So far, a trans woman or gender non-conforming person of color has been murdered in the United States every week of 2015. This week, the horrifying trend continued when 21-year-old Black trans woman Penny Proud of New Orleans was shot multiple times early in the morning of February 10. She joins fellow trans women of color Yazmin Vash Payne, Ty Underwood, Lamia Beard and Taja DeJesus and gender non-conforming person of color Lamar Edwards, all of whom were under the age of 35.
Trans people of color are not taking this sitting down. At the recent Creating Change conference in Denver, queer and trans people of color stormed the stage demanding to be heard, demanding that their lives be given respect and demanding that actual changes begin to take place. They chanted “Trans Lives Matter” and “Jessie! Presente!” before denouncing the conference for inviting Denver Mayor Michael Hancock to speak. (Police in Denver recently murdered 17-year-old queer Latina Jessie Hernandez.)
Before any large news outlets reported on Proud’s murder, the New Orleans LGBT youth of color group BreakOUT! put out a press release. They called out news channels and websites for contributing to the violence against trans women by misgendering the victims after they die.
These deaths had little to no mainstream media attention. The silence and lack of action from media on behalf of the Black transgender community sends a strong message that Black Trans Lives, in fact, do not matter. When these deaths were covered, they were often not given the respect they so deserve. Transgender women are often misgendered in news reports and their stories are often riddled with patronization and condescending opinions from reporters.
Not only does the media often underreport these murders or misgender the victims, but the police often fail to make an arrest or get a solid conviction. In the case of Underwood, police have arrested a suspect, Carlton Champion, Jr., who was dating Underwood.

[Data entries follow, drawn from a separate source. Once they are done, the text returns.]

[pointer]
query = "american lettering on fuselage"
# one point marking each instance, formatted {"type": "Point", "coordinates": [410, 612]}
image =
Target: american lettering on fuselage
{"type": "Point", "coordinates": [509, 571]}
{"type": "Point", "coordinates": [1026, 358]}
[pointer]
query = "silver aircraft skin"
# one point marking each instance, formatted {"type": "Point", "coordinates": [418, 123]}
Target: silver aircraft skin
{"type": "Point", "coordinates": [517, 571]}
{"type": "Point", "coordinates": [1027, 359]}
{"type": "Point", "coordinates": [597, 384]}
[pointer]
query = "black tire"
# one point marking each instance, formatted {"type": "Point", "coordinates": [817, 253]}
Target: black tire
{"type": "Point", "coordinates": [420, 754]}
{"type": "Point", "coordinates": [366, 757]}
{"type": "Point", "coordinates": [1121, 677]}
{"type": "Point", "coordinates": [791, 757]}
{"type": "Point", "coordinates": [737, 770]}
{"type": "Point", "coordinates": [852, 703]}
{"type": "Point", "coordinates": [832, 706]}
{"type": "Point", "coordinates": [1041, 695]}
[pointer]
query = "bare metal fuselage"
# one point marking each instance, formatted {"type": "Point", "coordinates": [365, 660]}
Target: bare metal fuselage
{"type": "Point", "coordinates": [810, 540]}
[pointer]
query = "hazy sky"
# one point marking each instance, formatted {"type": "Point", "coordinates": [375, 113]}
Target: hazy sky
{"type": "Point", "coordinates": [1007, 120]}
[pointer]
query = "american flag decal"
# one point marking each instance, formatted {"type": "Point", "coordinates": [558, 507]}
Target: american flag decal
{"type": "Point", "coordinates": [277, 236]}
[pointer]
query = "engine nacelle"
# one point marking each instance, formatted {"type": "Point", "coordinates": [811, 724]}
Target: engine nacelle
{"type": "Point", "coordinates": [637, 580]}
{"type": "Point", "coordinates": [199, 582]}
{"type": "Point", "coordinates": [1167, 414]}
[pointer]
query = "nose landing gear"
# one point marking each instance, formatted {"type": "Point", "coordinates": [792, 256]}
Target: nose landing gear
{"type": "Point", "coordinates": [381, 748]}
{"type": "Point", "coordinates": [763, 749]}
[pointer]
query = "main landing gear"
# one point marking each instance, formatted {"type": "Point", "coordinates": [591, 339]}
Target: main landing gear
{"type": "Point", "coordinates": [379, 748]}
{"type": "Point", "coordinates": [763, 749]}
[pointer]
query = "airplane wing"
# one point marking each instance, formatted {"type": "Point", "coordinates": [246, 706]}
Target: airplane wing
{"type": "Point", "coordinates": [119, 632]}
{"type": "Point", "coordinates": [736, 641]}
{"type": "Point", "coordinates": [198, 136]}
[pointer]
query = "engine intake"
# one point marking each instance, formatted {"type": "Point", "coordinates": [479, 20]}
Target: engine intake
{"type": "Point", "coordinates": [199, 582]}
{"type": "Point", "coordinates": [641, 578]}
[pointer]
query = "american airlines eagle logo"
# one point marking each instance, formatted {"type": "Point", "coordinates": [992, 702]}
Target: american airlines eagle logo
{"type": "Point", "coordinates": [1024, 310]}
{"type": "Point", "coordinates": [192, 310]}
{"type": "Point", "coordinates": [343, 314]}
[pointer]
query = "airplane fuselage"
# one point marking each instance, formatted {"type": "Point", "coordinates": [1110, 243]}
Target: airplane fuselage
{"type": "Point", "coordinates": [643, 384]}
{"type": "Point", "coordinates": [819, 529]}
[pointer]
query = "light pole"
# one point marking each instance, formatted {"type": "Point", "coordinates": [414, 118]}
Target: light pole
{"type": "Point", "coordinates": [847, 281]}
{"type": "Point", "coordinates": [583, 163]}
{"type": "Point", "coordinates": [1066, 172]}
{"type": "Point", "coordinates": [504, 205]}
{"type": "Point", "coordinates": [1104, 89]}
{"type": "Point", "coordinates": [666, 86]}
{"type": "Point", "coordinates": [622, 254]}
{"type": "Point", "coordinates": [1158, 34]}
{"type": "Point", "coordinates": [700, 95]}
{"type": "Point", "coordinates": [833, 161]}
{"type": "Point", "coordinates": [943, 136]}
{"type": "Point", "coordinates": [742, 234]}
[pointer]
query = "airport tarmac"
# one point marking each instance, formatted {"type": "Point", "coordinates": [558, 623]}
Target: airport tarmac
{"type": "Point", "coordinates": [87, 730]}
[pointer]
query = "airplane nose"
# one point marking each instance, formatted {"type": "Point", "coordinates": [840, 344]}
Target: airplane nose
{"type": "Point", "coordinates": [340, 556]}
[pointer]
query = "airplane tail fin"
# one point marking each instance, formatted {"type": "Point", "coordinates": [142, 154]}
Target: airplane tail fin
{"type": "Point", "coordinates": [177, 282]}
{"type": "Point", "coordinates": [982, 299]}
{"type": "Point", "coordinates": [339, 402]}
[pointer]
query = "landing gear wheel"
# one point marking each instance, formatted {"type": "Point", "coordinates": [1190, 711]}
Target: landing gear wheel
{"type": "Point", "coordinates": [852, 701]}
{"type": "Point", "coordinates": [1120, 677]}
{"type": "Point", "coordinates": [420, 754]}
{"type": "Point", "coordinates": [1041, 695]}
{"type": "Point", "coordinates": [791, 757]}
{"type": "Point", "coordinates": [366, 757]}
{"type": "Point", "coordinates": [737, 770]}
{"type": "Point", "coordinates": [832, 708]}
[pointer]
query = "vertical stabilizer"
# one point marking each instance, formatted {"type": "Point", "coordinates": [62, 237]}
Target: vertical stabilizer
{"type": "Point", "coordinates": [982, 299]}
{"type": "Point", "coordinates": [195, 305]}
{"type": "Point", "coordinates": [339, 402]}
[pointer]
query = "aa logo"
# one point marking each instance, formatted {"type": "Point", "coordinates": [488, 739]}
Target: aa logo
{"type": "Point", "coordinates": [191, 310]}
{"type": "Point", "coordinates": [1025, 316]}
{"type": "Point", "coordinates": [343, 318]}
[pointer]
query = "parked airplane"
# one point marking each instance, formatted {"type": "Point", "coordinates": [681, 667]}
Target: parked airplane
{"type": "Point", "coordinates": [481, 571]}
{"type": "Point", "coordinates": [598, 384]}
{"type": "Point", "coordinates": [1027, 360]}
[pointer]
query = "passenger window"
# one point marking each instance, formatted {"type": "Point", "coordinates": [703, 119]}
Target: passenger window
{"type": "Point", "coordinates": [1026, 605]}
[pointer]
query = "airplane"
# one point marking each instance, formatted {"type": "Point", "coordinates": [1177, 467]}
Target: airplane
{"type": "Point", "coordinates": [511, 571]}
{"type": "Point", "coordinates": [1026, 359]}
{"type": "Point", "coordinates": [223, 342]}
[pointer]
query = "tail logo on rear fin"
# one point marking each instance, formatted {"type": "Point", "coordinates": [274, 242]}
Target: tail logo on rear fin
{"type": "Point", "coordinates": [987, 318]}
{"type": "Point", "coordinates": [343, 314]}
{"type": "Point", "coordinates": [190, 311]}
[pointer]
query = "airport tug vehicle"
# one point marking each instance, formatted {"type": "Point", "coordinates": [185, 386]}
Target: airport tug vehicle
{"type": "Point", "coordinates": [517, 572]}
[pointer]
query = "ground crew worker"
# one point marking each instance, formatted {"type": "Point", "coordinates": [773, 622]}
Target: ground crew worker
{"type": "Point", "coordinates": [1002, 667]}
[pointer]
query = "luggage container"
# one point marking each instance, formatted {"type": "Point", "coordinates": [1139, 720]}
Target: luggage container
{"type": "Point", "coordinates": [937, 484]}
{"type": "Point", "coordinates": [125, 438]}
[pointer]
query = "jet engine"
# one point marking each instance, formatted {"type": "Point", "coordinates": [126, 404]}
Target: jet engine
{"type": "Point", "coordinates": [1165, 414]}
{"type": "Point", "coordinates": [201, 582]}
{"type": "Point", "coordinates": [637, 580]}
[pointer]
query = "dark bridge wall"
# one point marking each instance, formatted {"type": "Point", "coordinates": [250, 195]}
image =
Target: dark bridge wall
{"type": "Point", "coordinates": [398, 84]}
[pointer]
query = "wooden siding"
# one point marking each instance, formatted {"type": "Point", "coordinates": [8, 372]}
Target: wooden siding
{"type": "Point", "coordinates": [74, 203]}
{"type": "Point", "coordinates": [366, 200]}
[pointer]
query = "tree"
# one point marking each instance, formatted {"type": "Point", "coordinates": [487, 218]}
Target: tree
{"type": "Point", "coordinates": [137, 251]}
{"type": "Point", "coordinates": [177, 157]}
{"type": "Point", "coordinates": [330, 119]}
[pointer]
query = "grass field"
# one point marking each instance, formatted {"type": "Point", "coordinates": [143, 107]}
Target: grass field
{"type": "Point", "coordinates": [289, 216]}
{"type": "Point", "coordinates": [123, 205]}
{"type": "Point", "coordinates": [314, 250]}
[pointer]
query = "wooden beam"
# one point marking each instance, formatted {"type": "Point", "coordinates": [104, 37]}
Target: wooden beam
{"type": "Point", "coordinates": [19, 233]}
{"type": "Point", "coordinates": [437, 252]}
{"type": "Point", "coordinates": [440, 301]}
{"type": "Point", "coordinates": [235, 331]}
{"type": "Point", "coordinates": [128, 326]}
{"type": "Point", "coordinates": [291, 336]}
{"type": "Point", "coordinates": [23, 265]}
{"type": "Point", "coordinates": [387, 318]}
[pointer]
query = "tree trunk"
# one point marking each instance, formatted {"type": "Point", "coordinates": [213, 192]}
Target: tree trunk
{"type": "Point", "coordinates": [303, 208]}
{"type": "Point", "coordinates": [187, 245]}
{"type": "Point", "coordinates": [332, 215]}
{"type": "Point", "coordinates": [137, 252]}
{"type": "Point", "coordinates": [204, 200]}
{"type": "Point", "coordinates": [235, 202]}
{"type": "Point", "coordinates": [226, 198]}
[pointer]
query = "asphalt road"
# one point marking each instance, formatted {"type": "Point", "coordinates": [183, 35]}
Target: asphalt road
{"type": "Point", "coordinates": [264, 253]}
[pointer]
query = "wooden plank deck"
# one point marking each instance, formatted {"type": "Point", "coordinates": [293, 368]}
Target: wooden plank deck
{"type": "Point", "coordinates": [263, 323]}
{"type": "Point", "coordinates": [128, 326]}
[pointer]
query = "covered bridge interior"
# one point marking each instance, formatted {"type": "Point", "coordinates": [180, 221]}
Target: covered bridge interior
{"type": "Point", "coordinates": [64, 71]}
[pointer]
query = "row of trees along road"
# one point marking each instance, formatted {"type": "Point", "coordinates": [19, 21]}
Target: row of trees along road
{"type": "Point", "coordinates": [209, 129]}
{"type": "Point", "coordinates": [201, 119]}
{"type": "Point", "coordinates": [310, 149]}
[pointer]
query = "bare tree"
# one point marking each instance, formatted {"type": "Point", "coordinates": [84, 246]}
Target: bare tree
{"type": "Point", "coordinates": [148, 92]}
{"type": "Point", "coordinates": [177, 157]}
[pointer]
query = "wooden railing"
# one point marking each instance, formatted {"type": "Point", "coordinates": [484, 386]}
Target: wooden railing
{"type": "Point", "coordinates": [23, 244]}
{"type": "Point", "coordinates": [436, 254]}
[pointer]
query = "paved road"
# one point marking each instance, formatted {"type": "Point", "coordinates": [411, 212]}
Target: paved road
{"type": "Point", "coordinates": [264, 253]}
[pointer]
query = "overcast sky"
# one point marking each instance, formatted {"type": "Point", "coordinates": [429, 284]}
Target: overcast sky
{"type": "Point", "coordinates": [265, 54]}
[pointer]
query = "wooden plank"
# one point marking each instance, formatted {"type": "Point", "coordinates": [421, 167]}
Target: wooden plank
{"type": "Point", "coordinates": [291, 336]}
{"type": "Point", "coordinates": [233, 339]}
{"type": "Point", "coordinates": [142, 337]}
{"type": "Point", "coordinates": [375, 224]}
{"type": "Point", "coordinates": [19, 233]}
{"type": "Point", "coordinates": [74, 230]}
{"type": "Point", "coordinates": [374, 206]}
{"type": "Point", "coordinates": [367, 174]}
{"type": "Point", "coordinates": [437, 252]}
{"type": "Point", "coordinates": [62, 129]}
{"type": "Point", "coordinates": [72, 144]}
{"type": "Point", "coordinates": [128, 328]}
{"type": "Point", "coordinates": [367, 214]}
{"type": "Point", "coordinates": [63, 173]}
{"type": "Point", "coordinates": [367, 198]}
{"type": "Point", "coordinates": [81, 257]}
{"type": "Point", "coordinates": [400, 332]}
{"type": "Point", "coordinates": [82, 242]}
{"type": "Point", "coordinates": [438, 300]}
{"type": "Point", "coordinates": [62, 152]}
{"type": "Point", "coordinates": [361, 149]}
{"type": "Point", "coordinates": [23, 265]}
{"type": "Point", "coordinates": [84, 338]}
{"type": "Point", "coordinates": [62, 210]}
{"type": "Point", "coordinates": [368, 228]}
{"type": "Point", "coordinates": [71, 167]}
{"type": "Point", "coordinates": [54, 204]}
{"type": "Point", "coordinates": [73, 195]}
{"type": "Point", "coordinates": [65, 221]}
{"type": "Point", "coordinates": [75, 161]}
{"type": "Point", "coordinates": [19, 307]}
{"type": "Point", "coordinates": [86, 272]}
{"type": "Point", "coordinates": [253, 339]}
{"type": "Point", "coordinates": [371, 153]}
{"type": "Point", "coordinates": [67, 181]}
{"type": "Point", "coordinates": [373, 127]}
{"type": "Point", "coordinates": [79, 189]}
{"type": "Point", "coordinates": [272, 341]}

Despite the fact that Champion was “expecting sexual favors from Underwood that morning and found out she was transgender,” police are refusing to call this a hate crime, arguing that hate crimes cannot be perpetrated against a victim who is in a relationship with her attacker.
The fact that most of these violent crimes are perpetrated against trans women and gender non-conforming people of color, most of them Black, cannot be ignored when we talk about this problem. The National Coalition of Anti-Violence reports that almost 90% of LGBTQ homicide victims in 2013 were people of color, 72% were transgender women, and 67% were trans women of color. In 2014, twelve out of the fourteen trans women of color murdered in the United States were Black.
Trans women of color, like those from BreakOUT! and those at the Creating Change conference, want this to end right now and are letting others know exactly what needs to be done to make that happen. In their press release, BreakOUT! put out a call for action to the media, the police and to their communities, saying, “We are calling on the media to respect all transgender people and their families by using the correct pronouns and names for transgender victims and use current photographs to allow our community to maintain dignity both in life and in death.” They also demanded that trans women of color be made to feel safe in their own communities, adding, “Instead of more police, we need more investment in education, jobs, and housing for LGBTQ people, particularly Black transgender young women.” At Creating Change, Bamby Sacledo listed the protesters’ demands.
We’re here demanding intentional, meaningful investment in our community and in our community efforts to end this motherfucking epidemic. We are demanding funders and organizers, especially LGBT foundations and granters, to intentionally invest in the trans community… We demand meaningful equity of resources in order to eradicate our economic and health crisis that our brothers and sisters face daily. LGBT and ally organizations need to hire trans people in leadership and give us leadership positions within those organizations. We demand these organizations be intentionally inclusive in providing leadership opportunities for the trans community.